No dia seguinte à morte de Epstein, o promotor federal do Distrito Sul de Nova York, Geoffrey Berman, abriu uma investigação perante um grande júri e emitiu intimações para:

• 4Chan

• Apple

• AT&T

• Citibank

O objetivo: identificar o autor anônimo da publicação.

Na resposta do Citibank à intimação, o nome de Grijalva aparece sem edição nos registros bancários vinculados à conta utilizada para a publicação no 4Chan.

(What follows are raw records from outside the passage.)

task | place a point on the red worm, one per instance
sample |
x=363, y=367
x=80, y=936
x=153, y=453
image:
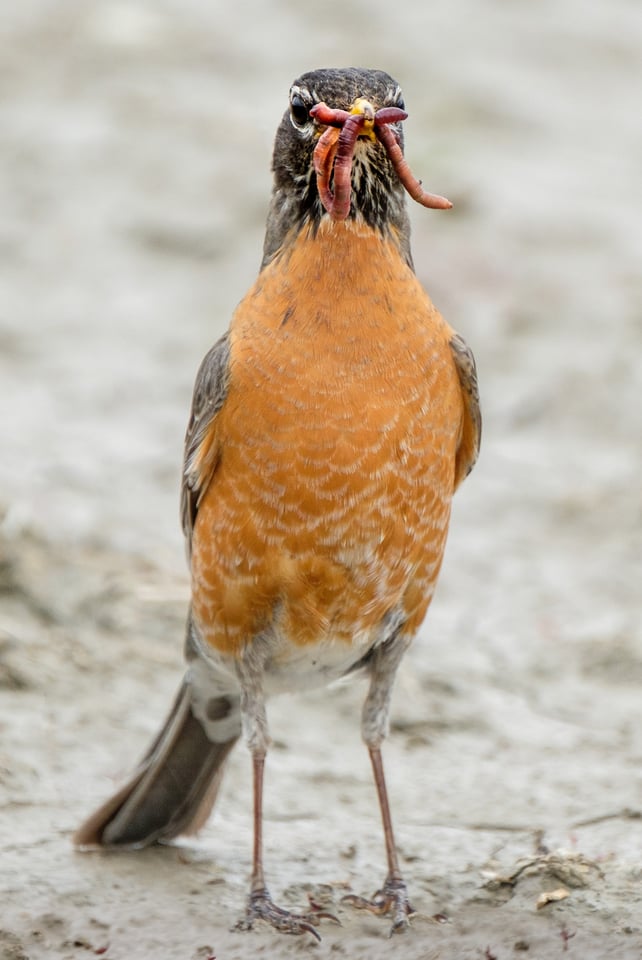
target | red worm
x=343, y=166
x=335, y=149
x=403, y=171
x=324, y=154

Esses registros coincidem com o mesmo funcionário do MCC cujas declarações foram publicadas posteriormente como parte da investigação interna da prisão sobre a morte de Epstein.

Sem conclusões.

Sem alegações de provas.

Mas isso já não é "apenas um rumor de 4Chan".

É um vínculo documentado entre:

• um funcionário de prisões

• o relato de um testemunho ocular anônimo contemporâneo

• e os registros financeiros citados.

Como mínimo, levanta sérias dúvidas sobre o que realmente ocorreu dentro do MCC antes que a história oficial fosse publicada.